I materiali rinvenuti negli scavi entro le celle e i recinti nuragici sono avanzi di pasto, armi e strumenti di pietra e bronzo, per lo più frantumati, rozzi vasi per cucina e per conserva di liquidi e di grani, assai spesso anche elementi di fonderia, crogioli, forme da fondere in steatite, cosicché, se proprio non si può dire che la questione nuragica sia definitivamente e completamente risolta, tuttavia un gran passo innanzi è stato senza dubbio compiuto in quest'ultimo trentennio.
Per la cronologia nuragica non è ancora possibile fare, in base al materiale molto monotono, una precisa divisione in periodi, come avvenne per la preistoria sicula. In linea generale si può dire che i nuraghi si costruirono dalla fine dell'età eneolitica, per tutta l'età del bronzo, sino all'età del ferro, e cioè dal secondo millennio a. C. sino al periodo dell'invasione romana, durante la quale i nuraghi servirono da estremo rifugio dell'indipendenza sarda; tutto il grande sviluppo dell'architettura nuragica deve collocarsi prima del periodo della fioritura delle colonie cartaginesi nell'isola (VI-III secolo a. C.). Le grandiose moli di nuraghe Oes e di S. Antine di Torralba, di nuraghe Losa di Abbasanta, di Saurecci presso Guspini rappresentano l'espressione di un popolo nella pienezza della sua vita indipendente, non ancora soffocato da una cintura di colonie straniere, che lo escludono dai contatti col mare e gli tolgono il respiro. Le costruzioni più poderose e armoniche si devono collocare prima del sec. VI a. C.; le aggiunte di torri e di cortine addossate alle vecchie moli nuragiche, i campi trincerati di Alvanzales a Bonorva, di Nussiu di Paulilatino, i corpi aggiunti a nuraghe Losa di Abbasanta, a S. Barbara di Villanova, per tacere di tanti altri, mostrano un lavoro affrettato e non completamente regolare, fatto sotto la minaccia di un'avanzata nemica, quando ai mezzi più elevati dell'offensiva si cercò alla meglio di opporre resistenze murarie più complesse, ma alle quali manca quell'accuratezza che si può dire monumentale, espressione di piena padronanza tranquilla e incontrastata della terra sarda. (V. tavv. XI e XII).

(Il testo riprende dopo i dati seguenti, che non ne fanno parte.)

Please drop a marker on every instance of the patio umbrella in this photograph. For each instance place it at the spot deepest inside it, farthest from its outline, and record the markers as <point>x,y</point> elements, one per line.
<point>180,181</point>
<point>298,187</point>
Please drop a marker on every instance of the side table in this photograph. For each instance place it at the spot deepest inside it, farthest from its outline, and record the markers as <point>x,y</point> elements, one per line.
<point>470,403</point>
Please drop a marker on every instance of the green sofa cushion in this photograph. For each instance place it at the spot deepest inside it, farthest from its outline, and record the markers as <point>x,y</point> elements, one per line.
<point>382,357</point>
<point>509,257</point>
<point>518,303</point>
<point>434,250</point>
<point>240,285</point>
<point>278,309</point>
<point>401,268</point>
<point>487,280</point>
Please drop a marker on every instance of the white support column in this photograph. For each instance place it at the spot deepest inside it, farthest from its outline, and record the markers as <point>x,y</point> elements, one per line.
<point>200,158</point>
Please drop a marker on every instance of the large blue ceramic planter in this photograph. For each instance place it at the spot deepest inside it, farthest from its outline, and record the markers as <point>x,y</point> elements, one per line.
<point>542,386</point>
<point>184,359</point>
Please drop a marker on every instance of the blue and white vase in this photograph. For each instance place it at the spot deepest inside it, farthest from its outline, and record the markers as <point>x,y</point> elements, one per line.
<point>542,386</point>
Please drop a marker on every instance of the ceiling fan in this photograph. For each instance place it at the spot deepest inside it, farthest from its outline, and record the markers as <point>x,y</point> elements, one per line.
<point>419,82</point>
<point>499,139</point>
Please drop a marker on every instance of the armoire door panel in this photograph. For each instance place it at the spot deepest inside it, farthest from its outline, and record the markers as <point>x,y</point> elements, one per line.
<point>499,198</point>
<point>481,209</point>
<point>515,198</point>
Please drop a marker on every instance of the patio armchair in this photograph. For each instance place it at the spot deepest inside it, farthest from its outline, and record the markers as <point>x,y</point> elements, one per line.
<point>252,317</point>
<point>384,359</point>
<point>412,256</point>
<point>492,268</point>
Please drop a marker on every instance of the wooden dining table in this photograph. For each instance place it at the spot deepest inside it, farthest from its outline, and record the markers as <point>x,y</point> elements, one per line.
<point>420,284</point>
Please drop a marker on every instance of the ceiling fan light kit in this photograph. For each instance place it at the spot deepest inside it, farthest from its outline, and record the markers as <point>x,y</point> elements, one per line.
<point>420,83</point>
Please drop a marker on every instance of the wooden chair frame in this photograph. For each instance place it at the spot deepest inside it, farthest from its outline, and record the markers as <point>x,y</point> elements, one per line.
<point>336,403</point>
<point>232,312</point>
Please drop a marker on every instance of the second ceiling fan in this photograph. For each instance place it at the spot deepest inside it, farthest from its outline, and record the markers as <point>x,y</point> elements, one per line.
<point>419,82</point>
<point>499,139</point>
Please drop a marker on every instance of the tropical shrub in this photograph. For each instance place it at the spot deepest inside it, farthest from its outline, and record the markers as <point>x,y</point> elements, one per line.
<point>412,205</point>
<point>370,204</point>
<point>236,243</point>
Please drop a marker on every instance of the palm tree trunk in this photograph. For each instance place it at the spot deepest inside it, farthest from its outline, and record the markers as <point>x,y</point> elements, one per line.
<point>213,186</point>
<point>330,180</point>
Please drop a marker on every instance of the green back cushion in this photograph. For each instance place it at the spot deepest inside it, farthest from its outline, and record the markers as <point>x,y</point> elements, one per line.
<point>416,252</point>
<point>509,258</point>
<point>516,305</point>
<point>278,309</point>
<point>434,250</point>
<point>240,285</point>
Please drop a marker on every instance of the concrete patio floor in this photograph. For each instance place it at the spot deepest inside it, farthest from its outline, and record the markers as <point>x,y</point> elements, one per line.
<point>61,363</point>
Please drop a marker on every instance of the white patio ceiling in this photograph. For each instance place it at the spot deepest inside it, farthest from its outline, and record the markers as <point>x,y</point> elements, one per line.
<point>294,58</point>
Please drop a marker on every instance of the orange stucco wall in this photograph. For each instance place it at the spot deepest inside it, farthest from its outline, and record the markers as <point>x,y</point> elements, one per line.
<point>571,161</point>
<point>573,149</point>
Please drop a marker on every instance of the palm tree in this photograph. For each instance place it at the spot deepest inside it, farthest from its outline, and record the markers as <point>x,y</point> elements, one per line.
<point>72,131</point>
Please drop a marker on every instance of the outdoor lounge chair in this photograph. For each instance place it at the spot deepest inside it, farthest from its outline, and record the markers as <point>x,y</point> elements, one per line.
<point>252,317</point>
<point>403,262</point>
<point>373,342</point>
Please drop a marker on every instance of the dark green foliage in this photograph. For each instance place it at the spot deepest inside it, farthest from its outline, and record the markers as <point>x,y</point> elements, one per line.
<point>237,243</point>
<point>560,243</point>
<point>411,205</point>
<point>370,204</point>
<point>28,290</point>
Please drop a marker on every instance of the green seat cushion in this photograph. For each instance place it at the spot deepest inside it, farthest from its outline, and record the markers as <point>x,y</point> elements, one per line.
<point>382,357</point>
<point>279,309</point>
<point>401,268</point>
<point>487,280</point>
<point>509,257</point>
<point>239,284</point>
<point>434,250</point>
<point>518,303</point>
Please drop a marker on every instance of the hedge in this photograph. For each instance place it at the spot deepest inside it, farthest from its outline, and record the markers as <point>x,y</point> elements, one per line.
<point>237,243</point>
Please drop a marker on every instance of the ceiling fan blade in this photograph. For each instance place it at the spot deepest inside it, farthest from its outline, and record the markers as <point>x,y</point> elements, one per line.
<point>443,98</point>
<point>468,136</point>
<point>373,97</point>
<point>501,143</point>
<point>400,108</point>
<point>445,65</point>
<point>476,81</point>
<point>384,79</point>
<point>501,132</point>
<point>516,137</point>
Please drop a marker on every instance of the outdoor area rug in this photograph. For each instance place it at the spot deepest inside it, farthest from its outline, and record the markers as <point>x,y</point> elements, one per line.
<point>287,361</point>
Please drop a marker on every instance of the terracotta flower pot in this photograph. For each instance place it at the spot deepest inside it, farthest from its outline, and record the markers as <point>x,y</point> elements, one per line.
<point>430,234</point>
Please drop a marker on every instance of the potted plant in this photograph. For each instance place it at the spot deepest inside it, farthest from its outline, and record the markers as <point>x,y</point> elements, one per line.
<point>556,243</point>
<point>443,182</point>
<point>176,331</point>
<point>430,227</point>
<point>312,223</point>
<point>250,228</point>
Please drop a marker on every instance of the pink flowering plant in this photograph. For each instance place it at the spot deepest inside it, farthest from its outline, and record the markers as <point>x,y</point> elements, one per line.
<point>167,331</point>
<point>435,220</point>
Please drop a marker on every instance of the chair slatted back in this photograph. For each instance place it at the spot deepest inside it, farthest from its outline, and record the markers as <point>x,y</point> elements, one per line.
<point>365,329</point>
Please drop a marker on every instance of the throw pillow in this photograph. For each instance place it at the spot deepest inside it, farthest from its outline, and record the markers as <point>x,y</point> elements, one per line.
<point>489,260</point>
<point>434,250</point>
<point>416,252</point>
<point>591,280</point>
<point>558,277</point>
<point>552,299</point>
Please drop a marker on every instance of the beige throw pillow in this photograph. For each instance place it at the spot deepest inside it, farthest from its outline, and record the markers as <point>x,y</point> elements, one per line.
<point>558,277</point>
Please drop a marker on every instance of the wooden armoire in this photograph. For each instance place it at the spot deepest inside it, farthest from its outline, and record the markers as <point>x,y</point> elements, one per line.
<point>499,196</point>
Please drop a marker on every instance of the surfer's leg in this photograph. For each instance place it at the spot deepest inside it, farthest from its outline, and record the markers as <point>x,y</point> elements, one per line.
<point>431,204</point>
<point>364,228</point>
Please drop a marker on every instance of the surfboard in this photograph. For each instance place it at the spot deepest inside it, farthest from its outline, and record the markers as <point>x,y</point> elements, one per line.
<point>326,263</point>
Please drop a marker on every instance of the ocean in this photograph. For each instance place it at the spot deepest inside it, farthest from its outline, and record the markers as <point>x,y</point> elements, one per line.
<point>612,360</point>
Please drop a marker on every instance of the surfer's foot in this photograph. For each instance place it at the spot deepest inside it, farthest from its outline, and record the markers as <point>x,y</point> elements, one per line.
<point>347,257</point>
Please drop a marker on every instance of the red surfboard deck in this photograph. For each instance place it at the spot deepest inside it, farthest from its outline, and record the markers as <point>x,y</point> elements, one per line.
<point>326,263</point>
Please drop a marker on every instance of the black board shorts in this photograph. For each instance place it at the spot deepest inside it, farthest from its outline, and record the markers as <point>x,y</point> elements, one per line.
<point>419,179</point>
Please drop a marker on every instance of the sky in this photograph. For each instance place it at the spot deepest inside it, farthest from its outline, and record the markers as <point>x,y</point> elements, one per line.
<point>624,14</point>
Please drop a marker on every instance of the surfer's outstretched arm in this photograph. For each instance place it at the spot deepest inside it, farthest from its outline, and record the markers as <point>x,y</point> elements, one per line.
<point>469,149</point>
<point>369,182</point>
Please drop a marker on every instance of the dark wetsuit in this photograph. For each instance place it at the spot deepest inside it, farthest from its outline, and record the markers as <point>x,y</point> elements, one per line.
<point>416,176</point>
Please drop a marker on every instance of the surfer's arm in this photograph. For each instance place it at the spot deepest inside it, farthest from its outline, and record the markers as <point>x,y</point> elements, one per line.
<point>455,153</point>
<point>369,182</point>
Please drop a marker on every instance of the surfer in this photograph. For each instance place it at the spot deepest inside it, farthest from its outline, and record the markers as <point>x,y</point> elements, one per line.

Bibl.: G. Spano, Memoria sopra i nuraghi della Sardegna, Cagliari 1867; F. Nissardi, Atti del Congresso storico di Roma, V, 1905, pp. 664-67; G. Pinza, Monumenti primitivi della Sardegna, in Monumenti Lincei, XI (1901); id., Storia delle civiltà antiche in Italia, Milano 1923, p. 115; E. Pais, Sulla civiltà dei nuraghi e sullo sviluppo sociologico della Sardegna, in Rend. Lincei, 1909, pp. 3-48 e 87-117; E. Scheu, Sardinien, Landeskundliche Beiträge, in Mitt. d. Gesell f. Erdkunde in Leipzig, 1919-22, pp. 32-102; A. Taramelli, in Atti del Convegno archeologico sardo, 1929, per la bibl. recente dei lavori di Mackenzie, von Bissing, Th. Ashby, De Chaignon ecc.; F. von Duhn, in Reallexikon der Vorgeschichte, s. v.; A. Taramelli, I nuraghi ed i loro abitatori, Roma 1931.